Plus de six Français sur dix soutiennent l'extension de la procréation médicalement assistée (PMA) à toutes les femmes, selon une étude Ipsos Sopra-Steria pour la fondation Jean-Jaurès. A l'heure où la réforme promise par Emmanuel Macron doit être examinée en séance plénière par les députés, de nombreuses interrogations soulevées au cours des dernières semaines devraient pourtant refaire surface sur les bancs des députés. Jusqu'au sein de la majorité présidentielle. 

Lors de l'examen du texte en commission, la semaine passée, plusieurs points de cette réforme symbolique portée par trois ministres, Agnès Buzyn (Santé), Nicole Belloubet (Justice) et Frédérique Vidal (Recherche), ont été tranchés, non sans avoir suscité l'hostilité de l'opposition de droite, mais également, dans certain cas, des questionnements parmi les députés LaREM, voire à gauche, sur la question spécifique de l'anonymat des donneurs. Des débats qui devraient resurgir lors de l'examen en plénière qui débute mardi 24 septembre, avec plusieurs milliers de nouveaux amendement potentiels.
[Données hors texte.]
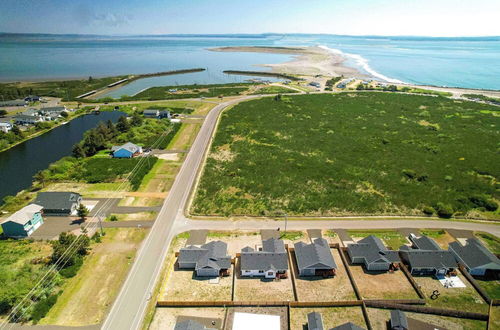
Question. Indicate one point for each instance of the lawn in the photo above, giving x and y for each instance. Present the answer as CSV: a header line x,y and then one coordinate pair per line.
x,y
87,297
352,153
391,238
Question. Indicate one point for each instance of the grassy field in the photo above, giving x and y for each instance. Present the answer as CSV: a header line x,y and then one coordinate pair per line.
x,y
391,238
87,297
363,153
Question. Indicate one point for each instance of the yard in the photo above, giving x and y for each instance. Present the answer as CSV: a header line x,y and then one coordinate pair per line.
x,y
382,285
317,288
332,317
379,318
351,153
88,296
452,298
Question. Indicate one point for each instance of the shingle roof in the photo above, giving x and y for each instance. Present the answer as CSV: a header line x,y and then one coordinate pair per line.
x,y
211,255
129,146
430,259
272,256
425,243
474,254
398,320
25,214
373,250
314,321
315,255
348,326
57,200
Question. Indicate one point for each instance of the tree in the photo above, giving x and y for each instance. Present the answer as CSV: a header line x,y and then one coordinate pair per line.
x,y
82,211
122,125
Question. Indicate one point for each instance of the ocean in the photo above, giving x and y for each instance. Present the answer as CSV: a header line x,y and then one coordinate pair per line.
x,y
453,62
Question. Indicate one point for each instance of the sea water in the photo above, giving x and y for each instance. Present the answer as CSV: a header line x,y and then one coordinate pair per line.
x,y
454,62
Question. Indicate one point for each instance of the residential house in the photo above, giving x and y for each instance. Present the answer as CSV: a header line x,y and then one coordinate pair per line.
x,y
5,127
269,262
429,259
191,325
13,103
23,119
128,150
23,222
348,326
314,321
372,253
210,259
58,203
315,259
476,258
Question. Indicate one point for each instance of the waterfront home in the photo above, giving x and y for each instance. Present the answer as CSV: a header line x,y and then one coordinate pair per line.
x,y
5,127
270,262
58,203
476,258
314,321
315,259
23,222
427,258
128,150
210,259
26,120
372,253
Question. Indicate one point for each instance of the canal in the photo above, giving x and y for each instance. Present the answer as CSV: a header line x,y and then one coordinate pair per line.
x,y
20,163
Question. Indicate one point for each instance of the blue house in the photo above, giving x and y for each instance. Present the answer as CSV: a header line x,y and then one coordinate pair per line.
x,y
128,150
24,222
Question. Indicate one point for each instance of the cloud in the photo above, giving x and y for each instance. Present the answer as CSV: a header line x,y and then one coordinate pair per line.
x,y
87,16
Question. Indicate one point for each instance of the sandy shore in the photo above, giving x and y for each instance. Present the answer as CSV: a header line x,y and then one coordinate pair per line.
x,y
306,61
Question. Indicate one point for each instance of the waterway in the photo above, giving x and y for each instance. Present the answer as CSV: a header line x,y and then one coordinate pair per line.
x,y
20,163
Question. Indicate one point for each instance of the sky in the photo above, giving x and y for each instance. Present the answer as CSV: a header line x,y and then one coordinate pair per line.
x,y
446,18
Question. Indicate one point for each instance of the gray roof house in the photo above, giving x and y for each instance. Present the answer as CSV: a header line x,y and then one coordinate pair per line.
x,y
430,260
348,326
210,259
314,259
478,260
58,203
190,325
398,320
372,253
271,261
314,321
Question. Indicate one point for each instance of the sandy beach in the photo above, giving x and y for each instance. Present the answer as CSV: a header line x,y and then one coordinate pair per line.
x,y
306,61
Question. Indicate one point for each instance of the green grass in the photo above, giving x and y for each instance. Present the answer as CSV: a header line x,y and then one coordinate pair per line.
x,y
274,90
492,242
350,153
392,238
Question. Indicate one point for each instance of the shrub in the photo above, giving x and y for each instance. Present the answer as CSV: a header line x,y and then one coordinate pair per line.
x,y
444,210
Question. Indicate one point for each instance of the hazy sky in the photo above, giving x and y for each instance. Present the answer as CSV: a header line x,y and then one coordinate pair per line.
x,y
353,17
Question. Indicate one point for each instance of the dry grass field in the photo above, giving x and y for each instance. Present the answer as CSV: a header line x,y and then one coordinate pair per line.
x,y
317,288
379,318
332,317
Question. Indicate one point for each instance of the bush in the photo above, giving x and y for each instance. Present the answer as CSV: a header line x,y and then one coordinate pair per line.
x,y
444,210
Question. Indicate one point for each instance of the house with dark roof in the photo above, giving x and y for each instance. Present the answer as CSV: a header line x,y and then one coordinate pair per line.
x,y
315,259
191,325
373,254
270,262
430,259
314,321
23,222
476,258
128,150
348,326
59,203
210,259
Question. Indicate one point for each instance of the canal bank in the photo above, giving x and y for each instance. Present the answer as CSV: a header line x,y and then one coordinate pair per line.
x,y
19,163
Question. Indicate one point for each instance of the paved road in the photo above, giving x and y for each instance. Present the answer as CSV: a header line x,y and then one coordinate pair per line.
x,y
129,308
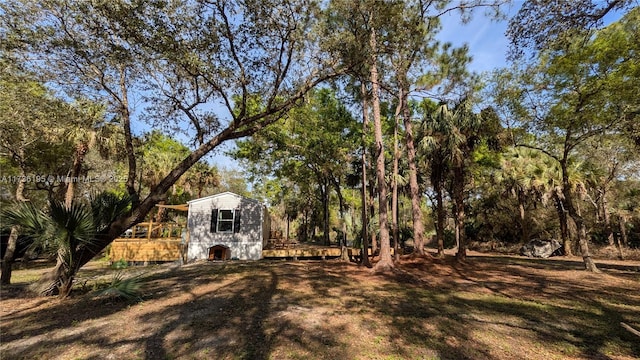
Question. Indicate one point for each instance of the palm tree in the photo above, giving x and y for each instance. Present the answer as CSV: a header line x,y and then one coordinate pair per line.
x,y
67,229
454,133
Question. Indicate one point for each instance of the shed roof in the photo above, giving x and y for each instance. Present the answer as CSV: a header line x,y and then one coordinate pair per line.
x,y
226,193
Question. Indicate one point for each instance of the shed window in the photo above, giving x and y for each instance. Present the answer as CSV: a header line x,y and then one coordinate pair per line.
x,y
225,220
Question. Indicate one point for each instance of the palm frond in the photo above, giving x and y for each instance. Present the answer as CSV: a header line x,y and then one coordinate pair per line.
x,y
122,288
106,207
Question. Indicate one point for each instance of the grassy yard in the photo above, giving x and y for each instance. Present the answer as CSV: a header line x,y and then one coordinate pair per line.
x,y
492,307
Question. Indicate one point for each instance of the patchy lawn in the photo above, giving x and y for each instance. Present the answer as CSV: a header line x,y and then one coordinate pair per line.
x,y
493,307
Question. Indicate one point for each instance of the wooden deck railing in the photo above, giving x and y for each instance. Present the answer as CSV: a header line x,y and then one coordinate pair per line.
x,y
149,242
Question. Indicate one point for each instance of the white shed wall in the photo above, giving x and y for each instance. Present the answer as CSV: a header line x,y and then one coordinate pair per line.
x,y
246,244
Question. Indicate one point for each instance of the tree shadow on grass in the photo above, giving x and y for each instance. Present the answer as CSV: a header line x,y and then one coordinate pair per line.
x,y
260,310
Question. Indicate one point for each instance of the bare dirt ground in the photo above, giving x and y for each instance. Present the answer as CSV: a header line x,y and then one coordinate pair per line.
x,y
491,307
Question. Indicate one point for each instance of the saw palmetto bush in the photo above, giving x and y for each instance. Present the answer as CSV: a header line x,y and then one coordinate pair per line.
x,y
121,287
66,230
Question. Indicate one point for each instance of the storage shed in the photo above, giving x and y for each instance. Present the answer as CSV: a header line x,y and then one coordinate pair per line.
x,y
227,226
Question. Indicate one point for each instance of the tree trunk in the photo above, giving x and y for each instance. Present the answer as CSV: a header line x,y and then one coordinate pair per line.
x,y
76,170
618,244
440,215
458,195
589,264
385,262
564,224
372,211
394,184
325,212
607,219
623,230
12,243
524,225
416,211
365,199
59,281
7,260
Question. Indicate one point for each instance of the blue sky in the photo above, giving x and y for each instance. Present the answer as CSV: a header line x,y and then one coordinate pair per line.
x,y
486,38
487,42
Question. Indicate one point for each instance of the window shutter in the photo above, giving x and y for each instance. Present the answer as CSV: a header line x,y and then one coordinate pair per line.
x,y
214,220
236,220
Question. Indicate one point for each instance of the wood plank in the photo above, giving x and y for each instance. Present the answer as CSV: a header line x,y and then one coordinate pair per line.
x,y
145,250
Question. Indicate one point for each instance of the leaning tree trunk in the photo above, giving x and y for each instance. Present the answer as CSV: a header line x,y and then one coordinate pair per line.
x,y
385,262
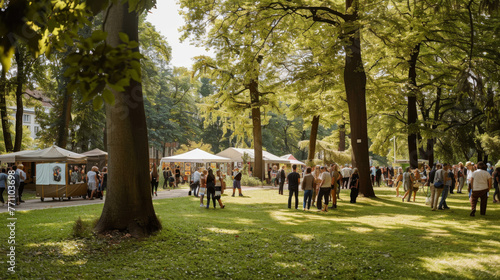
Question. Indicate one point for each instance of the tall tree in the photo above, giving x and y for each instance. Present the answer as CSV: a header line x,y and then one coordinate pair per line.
x,y
128,205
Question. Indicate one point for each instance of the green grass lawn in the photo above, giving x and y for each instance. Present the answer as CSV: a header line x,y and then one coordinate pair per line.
x,y
257,237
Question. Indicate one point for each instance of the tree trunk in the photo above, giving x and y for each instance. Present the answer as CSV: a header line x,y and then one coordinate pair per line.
x,y
258,168
128,205
7,138
62,132
312,140
355,86
412,108
20,58
342,137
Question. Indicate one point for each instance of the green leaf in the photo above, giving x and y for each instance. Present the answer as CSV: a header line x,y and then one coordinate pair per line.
x,y
123,37
98,102
108,96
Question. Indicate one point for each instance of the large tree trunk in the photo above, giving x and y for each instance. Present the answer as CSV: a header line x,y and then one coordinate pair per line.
x,y
62,132
258,168
20,55
355,86
412,108
7,138
128,205
312,140
342,137
431,142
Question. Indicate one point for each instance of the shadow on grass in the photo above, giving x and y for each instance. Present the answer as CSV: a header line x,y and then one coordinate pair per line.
x,y
258,238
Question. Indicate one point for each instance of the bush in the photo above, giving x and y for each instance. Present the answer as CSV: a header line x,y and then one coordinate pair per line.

A droite, l'opposition à la PMA "sans père"

A la veille de l'examen à l'Assemblée nationale, la droite apparaît fortement divisée sur le positionnement à adopter par rapport à la réforme. Une frange des Républicains, à l'instar de l'ancien candidat LR aux européennes François-Xavier Bellamy, est farouchement hostile à la "PMA pour toutes". Ce dernier, qui compte manifester le 6 octobre avec les opposants à la PMA, a jugé dans le JDD que cette évolution, qu'il considère comme un dévoiement des techniques médicales, constituerait une "malédiction", conduisant "directement au transhumanisme, par la transformation de nos corps". 

Il rejoint les critiques émises par la Conférence des évêques de France - qui soutient également la manifestation du 6 octobre -, selon laquelle l'élargissement de la PMA aux femmes seules et aux couples de femmes "reviendrait à décréter a priori l'existence d'enfants sans pères", créant une "inégalité" entre les enfants. 

Le sujet génère également des nuances à l'extrême droite, des figures comme Marion Maréchal prévoyant de manifester contre la réforme, quand la présidente du RN Marine Le Pen, tout en se disant hostile à "la disparition de la réalité biologique", laisse les députés de son groupe libres de leurs choix et refuse d'aller manifester.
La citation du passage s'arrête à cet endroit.